A resposta dada não é proporcional à ameaça, acrescenta Bem Wizner da ACLU. Poucas tentativas de atentados foram bem sucedidas após 11 de setembro: o mais fatal, o de Fort Hood no Texas em 2009, matou 14 pessoas e feriu 24, um número muito inferior aos 30.000 que morrem nas estradas todos os anos. "Diz respeito a uma ameaça real, mas que não coloca em perigo a nossa existência", afirma Wizner, "mesmo assim, nós tratamos como se fosse a Primeira Guerra Mundial".
A guerra contra o terrorismo resultou em um reforço sem precedentes no monitoramento de e-mails, telefonemas, transações financeiras de cidadãos americanos e estrangeiros para armazená-los em bases de dados enormes. É ao mesmo tempo necessário e inevitável, afirma Ron Marks, ex-membro da CIA, hoje especialista do Instituto de Segurança Interna da Universidade George Washington. "Não existe uma volta possível ao período anterior ao 11 de setembro. O gênio saiu da garrafa", afirma e adverte: "Nós seremos ainda mais indiscretos".

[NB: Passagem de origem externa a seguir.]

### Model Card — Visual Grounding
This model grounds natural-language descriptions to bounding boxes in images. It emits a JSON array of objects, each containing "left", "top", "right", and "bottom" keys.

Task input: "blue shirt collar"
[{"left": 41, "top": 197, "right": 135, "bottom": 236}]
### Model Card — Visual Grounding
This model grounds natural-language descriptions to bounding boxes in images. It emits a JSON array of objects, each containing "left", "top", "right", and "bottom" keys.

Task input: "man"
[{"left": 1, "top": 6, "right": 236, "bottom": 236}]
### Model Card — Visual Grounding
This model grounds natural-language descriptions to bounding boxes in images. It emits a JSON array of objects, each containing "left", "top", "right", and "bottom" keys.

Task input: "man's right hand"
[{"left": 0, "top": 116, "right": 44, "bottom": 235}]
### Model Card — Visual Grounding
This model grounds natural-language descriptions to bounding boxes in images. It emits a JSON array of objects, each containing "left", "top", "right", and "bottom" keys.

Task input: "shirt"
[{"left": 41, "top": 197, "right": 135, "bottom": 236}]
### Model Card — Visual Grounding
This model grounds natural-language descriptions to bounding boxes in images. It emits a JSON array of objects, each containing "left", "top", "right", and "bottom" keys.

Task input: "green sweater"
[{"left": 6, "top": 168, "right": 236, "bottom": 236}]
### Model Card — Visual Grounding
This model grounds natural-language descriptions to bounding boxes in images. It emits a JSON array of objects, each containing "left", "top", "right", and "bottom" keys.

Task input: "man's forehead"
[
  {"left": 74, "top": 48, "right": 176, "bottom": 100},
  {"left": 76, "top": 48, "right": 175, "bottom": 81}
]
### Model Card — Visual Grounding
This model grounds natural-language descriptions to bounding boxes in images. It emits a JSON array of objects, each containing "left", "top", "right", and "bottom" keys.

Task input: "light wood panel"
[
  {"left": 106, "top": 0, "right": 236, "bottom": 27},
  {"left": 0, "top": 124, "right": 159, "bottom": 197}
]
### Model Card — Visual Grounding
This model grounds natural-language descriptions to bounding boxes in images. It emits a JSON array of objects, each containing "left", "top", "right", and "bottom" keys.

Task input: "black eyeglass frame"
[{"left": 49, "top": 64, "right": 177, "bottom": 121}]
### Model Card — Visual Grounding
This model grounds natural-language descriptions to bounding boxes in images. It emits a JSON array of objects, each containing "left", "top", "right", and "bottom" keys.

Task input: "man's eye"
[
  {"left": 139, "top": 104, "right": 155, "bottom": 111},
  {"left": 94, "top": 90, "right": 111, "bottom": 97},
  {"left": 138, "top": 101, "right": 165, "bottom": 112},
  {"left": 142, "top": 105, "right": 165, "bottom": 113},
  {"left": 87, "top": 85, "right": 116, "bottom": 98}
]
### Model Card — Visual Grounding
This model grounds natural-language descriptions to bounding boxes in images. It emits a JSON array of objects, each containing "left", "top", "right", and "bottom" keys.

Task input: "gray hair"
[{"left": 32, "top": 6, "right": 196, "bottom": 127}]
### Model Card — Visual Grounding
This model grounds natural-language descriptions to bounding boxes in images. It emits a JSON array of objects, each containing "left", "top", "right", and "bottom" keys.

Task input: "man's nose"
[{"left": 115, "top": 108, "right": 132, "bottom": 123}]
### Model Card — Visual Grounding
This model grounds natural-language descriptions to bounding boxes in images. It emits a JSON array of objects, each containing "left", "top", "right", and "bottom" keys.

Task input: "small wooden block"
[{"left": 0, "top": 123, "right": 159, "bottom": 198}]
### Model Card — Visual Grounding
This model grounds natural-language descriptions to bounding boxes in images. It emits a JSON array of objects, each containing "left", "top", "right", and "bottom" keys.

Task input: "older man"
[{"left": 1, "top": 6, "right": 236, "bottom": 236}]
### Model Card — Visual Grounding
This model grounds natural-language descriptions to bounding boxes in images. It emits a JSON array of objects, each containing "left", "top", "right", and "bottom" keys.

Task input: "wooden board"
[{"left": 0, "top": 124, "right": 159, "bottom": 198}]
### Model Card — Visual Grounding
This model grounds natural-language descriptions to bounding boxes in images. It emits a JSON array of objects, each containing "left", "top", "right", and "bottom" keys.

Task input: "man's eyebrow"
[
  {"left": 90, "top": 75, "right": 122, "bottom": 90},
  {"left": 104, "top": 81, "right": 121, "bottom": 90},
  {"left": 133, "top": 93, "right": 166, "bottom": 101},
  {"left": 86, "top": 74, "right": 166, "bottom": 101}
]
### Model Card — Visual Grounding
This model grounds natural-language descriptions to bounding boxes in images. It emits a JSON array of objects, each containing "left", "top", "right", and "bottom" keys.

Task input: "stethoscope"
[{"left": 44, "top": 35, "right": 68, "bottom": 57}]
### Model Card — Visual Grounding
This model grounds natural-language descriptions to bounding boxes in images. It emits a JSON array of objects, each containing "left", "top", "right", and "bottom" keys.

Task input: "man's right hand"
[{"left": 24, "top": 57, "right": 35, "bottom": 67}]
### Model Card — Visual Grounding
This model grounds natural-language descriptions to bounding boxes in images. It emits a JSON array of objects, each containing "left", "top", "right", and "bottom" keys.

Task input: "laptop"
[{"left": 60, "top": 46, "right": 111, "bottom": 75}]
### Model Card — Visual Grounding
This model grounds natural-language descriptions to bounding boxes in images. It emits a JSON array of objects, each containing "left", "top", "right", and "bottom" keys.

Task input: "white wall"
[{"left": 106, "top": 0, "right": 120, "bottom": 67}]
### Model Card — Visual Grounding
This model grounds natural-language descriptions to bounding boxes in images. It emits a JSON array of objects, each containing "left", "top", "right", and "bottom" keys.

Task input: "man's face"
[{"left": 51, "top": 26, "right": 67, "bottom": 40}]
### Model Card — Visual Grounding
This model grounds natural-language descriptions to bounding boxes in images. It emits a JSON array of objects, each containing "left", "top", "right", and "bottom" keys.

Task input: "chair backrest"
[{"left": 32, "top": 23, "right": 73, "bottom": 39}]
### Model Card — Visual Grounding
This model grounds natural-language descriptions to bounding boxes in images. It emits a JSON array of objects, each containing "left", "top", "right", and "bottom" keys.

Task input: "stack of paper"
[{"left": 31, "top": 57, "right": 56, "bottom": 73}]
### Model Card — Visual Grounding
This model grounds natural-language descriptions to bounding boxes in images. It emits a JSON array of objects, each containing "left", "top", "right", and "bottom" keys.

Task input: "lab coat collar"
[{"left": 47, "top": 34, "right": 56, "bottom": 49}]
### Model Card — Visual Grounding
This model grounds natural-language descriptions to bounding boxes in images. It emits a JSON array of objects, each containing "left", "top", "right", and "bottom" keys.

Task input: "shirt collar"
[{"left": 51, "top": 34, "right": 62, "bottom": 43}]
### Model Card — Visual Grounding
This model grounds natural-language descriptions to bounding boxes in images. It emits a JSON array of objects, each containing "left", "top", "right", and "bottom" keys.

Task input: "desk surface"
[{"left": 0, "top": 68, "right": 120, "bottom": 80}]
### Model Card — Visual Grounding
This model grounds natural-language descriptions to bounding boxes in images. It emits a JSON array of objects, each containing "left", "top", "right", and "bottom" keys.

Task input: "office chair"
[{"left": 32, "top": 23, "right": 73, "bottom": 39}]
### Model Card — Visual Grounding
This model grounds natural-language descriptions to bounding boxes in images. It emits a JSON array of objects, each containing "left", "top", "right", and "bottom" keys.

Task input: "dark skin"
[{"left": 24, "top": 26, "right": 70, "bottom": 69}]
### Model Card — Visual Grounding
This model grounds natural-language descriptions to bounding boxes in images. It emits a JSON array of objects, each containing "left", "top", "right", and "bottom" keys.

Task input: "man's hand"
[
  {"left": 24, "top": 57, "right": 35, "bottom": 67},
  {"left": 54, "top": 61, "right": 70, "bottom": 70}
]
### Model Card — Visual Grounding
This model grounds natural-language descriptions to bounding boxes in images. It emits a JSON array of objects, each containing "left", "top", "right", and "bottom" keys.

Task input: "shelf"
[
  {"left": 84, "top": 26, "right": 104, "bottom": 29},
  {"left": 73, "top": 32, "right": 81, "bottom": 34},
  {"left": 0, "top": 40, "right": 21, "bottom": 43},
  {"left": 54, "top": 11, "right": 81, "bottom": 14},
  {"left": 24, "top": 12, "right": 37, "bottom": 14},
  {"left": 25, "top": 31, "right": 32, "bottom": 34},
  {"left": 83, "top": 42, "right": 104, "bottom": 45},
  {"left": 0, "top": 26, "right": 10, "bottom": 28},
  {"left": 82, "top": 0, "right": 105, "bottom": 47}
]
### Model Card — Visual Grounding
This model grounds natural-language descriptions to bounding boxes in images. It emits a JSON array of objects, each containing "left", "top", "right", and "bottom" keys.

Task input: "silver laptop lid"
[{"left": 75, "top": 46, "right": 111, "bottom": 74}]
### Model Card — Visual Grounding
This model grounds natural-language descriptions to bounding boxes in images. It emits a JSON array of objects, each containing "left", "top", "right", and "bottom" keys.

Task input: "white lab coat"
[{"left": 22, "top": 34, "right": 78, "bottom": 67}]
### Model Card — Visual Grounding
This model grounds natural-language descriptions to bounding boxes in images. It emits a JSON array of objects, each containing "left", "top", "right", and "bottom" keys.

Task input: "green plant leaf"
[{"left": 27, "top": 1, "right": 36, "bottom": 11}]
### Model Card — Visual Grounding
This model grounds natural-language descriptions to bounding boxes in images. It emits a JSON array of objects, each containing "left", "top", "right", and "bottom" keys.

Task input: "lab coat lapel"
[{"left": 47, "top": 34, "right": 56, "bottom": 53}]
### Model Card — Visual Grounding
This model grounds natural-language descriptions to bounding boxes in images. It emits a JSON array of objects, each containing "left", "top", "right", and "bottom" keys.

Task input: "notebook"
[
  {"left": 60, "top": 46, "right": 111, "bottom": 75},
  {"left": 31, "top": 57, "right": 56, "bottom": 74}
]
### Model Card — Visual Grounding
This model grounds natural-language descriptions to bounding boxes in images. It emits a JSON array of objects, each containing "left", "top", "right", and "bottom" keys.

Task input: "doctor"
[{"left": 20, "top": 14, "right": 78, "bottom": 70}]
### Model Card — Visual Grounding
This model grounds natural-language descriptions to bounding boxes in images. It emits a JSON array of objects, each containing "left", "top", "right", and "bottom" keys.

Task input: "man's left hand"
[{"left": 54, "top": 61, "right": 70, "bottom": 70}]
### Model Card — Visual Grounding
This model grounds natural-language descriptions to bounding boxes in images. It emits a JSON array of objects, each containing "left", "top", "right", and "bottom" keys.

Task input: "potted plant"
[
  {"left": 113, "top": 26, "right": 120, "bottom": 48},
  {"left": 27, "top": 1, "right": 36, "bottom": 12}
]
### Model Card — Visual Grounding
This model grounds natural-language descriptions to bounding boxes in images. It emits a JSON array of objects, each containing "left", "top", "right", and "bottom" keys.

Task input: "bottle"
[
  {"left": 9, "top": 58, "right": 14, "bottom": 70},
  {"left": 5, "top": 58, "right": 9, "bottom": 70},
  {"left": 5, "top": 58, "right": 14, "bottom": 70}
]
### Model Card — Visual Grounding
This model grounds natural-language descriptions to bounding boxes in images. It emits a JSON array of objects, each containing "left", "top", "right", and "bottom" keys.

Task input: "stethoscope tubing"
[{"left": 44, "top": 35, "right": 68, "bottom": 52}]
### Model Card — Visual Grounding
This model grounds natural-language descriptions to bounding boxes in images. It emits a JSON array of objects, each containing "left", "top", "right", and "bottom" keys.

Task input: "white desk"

"Os atentados traumatizaram os americanos, o problema é que o governo (...) utiliza contra os americanos, ferramentas desenvolvidas durante anos contra os inimigos do país", visando principalmente os mulçumanos e imigrantes, segundo ele.
Ron Marks se disse "preocupado com a opinião pública", ressaltando a "perda de flexibilidade" em relação a opiniões divergentes e uma desconfiança profunda com os mulçumanos.
Muitos republicanos exploram esta desconfiança como uma "estratégia de campanha", acredita Dawud Walid, diretor do Conselho de relações americano-islâmico (CAIR) do Michigan. "O discurso político se tornou abertamente islamofóbico e é aceito por uma grande parte da população", disse, "dá medo".